Hounsfield units (HU) serve as a quantifiable measure of X-ray attenuation in CT imaging, offering an objective and reproducible metric that is less prone to subjective examiner interpretation[22,23]. It is generally believed that pathological parameters, including cell count, tumor stroma, and/or extracellular matrix, may have a correlation with CT value[24,25]. As previous study indicated that HU can accurately distinguished breast masses as cystic or solid with or without contrast with chest CT[26]. Urata et al. conducted a retrospective, dual-center study on breast cancer patients who underwent contrast-enhanced CT assessment. They discovered that CT value can predict ALN status with sensitivity, specificity, and accuracy levels of 79.6%, 80.5% and 80.2%, respectively[27]. Similarly, Zhang et al.'s research indicated that the venous phase slope of the spectral HU curve is the optimal single parameter for detecting metastatic sentinel lymph nodes[28]. In our study, the nomogram that we established indicated that the mean CT value carried the greatest weight, implying that lymph nodes with a higher mean CT value have a higher likelihood of metastasis (Figure 7). Furthermore, the AUC, determined using mean CT value, stood at 0.752 (95% CI, 0.684-0.811).

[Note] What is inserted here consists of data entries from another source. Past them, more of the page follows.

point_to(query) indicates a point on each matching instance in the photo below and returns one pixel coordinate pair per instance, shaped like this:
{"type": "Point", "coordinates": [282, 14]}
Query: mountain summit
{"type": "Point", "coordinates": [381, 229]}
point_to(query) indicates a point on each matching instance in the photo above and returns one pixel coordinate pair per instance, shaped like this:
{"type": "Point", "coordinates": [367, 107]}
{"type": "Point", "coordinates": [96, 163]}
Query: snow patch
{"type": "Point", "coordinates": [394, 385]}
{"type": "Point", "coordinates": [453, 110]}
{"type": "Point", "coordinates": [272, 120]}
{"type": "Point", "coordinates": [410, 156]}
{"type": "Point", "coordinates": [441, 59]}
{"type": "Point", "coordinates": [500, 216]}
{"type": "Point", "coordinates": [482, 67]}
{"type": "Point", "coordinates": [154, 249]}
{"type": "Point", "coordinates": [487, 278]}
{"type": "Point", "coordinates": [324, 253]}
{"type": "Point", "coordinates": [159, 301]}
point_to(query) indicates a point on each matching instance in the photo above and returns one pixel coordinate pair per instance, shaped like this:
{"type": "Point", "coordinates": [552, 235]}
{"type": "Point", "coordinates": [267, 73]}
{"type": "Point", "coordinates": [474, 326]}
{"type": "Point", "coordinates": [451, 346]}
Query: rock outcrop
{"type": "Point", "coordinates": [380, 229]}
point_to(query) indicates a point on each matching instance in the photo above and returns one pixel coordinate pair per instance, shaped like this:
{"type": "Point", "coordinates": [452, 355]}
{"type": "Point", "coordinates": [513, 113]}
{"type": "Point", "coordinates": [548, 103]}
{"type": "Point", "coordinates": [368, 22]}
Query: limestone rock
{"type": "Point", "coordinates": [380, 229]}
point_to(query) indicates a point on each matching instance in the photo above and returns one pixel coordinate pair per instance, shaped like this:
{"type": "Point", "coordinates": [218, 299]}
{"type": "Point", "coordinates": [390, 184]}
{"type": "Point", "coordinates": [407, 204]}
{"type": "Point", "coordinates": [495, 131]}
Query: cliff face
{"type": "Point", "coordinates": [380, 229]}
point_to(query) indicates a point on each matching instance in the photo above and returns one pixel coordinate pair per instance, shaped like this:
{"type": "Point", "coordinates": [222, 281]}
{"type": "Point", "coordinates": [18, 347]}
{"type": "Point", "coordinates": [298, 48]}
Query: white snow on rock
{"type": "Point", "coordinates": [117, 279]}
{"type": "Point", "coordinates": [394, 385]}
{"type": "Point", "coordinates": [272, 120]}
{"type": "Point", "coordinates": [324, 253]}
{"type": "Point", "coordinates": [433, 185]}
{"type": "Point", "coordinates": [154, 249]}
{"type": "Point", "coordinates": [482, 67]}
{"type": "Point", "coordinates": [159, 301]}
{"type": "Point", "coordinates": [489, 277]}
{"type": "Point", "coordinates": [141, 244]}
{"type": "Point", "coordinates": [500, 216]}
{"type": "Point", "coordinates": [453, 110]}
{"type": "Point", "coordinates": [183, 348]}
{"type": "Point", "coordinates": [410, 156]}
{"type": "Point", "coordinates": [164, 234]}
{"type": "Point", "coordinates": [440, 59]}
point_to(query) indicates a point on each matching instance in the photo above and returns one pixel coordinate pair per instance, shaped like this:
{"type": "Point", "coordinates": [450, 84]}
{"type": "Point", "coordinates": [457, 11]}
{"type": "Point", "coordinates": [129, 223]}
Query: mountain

The optimal cut-off value was identified as 41.2 HU, which yielded a sensitivity of 73.2%, a specificity of 71.4%, and an accuracy of 71.9% (Figure 10). Assessing lymph node status by CT value is advantageous due to its objectivity and availability during preoperative exams. However, variations in CT scanners, imaging parameters, and software across institutions can affect results. Thus, when predicting ALN status with CT value, the cut-off may only be accurate for patients examined at the same institution.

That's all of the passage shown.